A woman wears a long dark coat with sleeves that fully cover her hands

Sheer sleeves have been stretched to the limit at The Row. . .

On a catwalk, a model walks towards the camera wearing a skirt with the hem flowing to the floor and a white shirt with sleeves that go down below her knees

. . . and flowing hems and sleeves at Rick Owens © Valerio Mezzanotti

In the 17th and 18th centuries, gentlemen wore trailing lace frills and “bucket” cuffs deep enough to prevent bending at the elbow; in the late 1800s, women’s sleeves alternately strangled their arms or swelled them to gargantuan proportions, restricting or outright prohibiting movement.

How we poke fun at those shortcomings – then look at the equally full puff sleeves and ubiquitous wedge-shaped shoulder pads of the 1980s and realize it’s not so deeply confined to the annals of history.

So we can see today’s fashion taste – let’s call this clutch the “low hanger” – as simply the latest in a long line of luxurious hurdles. And it’s actually an idea that has veered off course many times – infuriatingly – over the past half-decade.

There’s often a teenage feel evoked by low hangers, youngsters in oversized clothes designed for them to grow in, sleeves falling over their hands like a toddler in an adult sweatshirt. It also ties into all that Hollywood woman-child stuff: tiny hands outlined by XXL Starbucks cups, sloppy diapers serving counterintuitively to emphasize rather than mask the slimness of the aerobic body that inhabits them.

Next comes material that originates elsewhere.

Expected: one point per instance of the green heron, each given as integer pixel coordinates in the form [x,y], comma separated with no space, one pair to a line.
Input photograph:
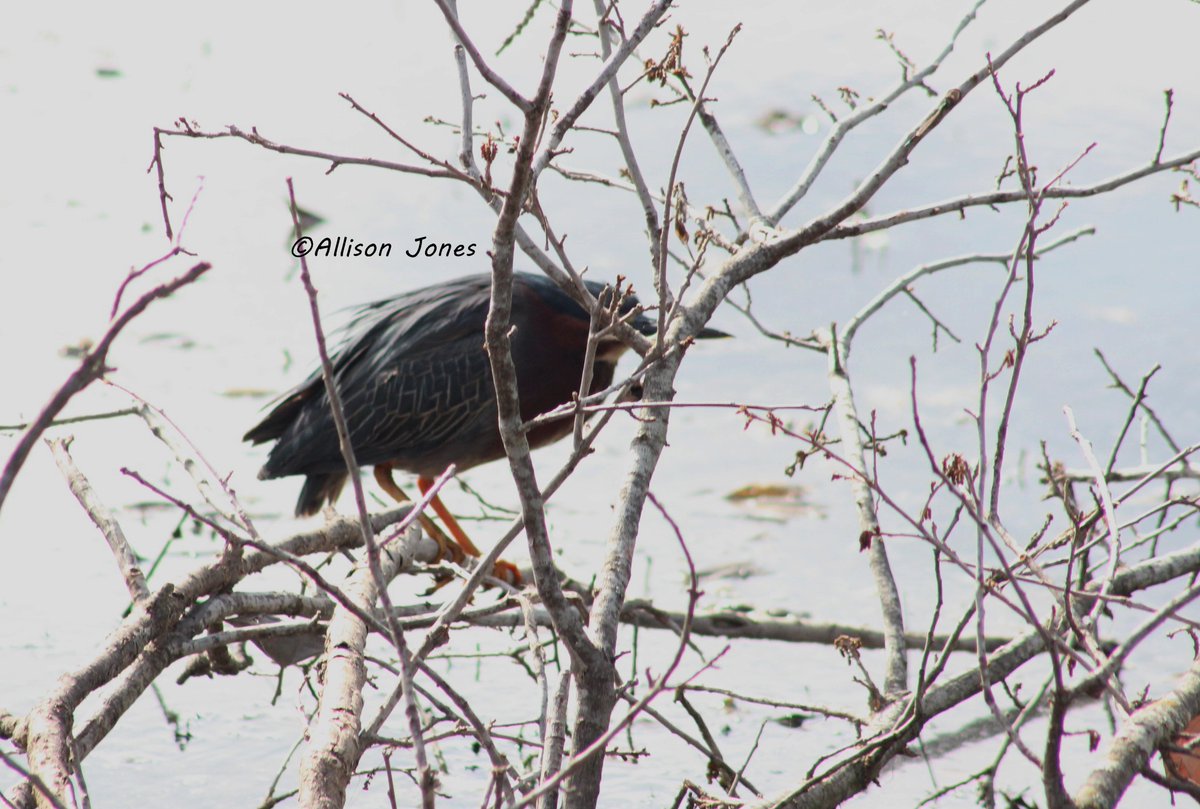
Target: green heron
[417,387]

Bottega Veneta has been cutting its skinny and long sweaters for a few seasons; Balenciaga coats and sweatshirts let their cuffs fold down. Often these ideas look great on paper – or look great in stills or on the catwalk. Step into real life and these seemingly stylish outfits quickly become a crop: I’ve attended dinner parties where the cuffs have trailed on plates, drenched in soup.

Those handcuffs belonged to others – I’m only reporting on that, observing, not approving. It’s actually anathema to my personal style, where I have a marked propensity to roll up my sleeves, ruining the line of many tailored jackets. I don’t wear jewelry or a watch, because I think it’s the same impulse – which, if I go all to Veblen, may be a reflection of a working-class upbringing, but may also be due to the fact that I have short arms.

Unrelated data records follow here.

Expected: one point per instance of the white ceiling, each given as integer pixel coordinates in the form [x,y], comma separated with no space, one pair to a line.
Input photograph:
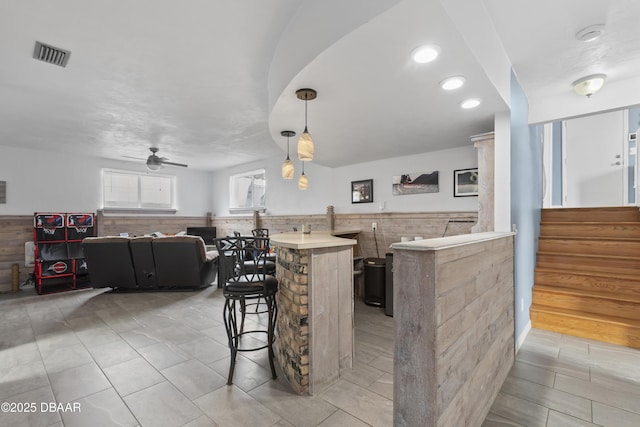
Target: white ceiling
[212,83]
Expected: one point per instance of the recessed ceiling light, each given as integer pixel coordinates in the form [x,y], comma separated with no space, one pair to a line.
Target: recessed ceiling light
[424,54]
[452,83]
[590,33]
[470,103]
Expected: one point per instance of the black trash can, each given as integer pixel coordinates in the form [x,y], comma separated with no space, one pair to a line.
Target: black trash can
[374,281]
[388,288]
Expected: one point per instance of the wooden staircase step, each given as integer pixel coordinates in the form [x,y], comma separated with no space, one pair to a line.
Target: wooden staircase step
[591,246]
[585,301]
[579,262]
[615,230]
[618,284]
[603,214]
[609,329]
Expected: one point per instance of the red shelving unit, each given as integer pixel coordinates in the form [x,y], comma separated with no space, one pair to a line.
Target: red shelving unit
[59,259]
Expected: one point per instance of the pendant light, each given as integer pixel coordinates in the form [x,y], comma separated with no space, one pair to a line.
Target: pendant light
[303,182]
[287,165]
[305,143]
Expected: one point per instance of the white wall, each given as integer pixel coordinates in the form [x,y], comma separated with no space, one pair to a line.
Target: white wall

Miuccia Prada – who was a communist in her youth in the 1970s (although she thinks everyone was one back then) – has a penchant for turning overcoat lapels upside down, which I subconsciously imitate (the fact that one of the most elegant people in the world does it too, it gives me a degree of validation, I admit). As opposed to the idleness of a low hanger, a rolled up sleeve gives a smashing boost to work, spreading your sleeves out and getting to work.

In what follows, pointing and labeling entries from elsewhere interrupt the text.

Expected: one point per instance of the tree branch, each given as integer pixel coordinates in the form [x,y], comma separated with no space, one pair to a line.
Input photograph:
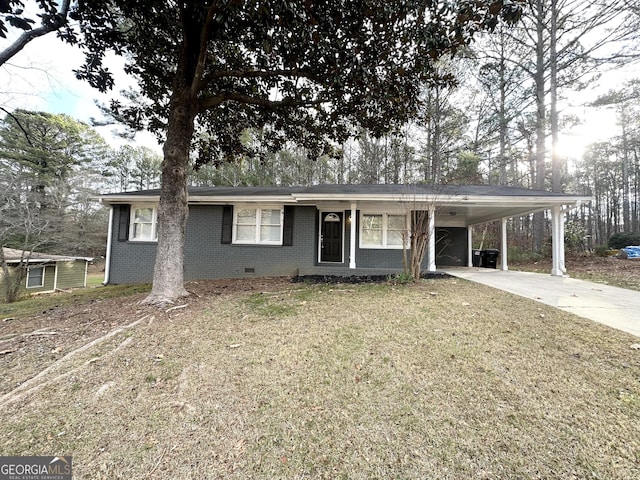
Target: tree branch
[295,73]
[59,21]
[219,99]
[15,119]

Of course, in the age of Covid-19, a covered hand may mean more than a Veblenesque renunciation of productive work. Long sleeves no longer evoke inaction so much as protection, caution; there’s even a weird practicality to them. Low hangers give you something to wrap around your hand when you open a door, to cover your fingertip when pressing a button. They certainly seem less archaic and forced than a pair of gloves: the cotton ones spell Jackie O cosplay for women, caterer-waiter for men; latex have Julianne Moore level paranoia undertones in Safe. And with facial and voice recognition software increasingly making the touchpad obsolete, maybe we don’t need our fingers so much after all.

On the other hand – no pun intended – as we leave Covid, we’ll probably all want to cut our wrists, grab, cuddle and hug again. To return to Veblen: “The dominant fashion is felt to be beautiful. This is partly due to the relief it provides to be different from what came before it. Fortunately, it’s easy to shorten the sleeves.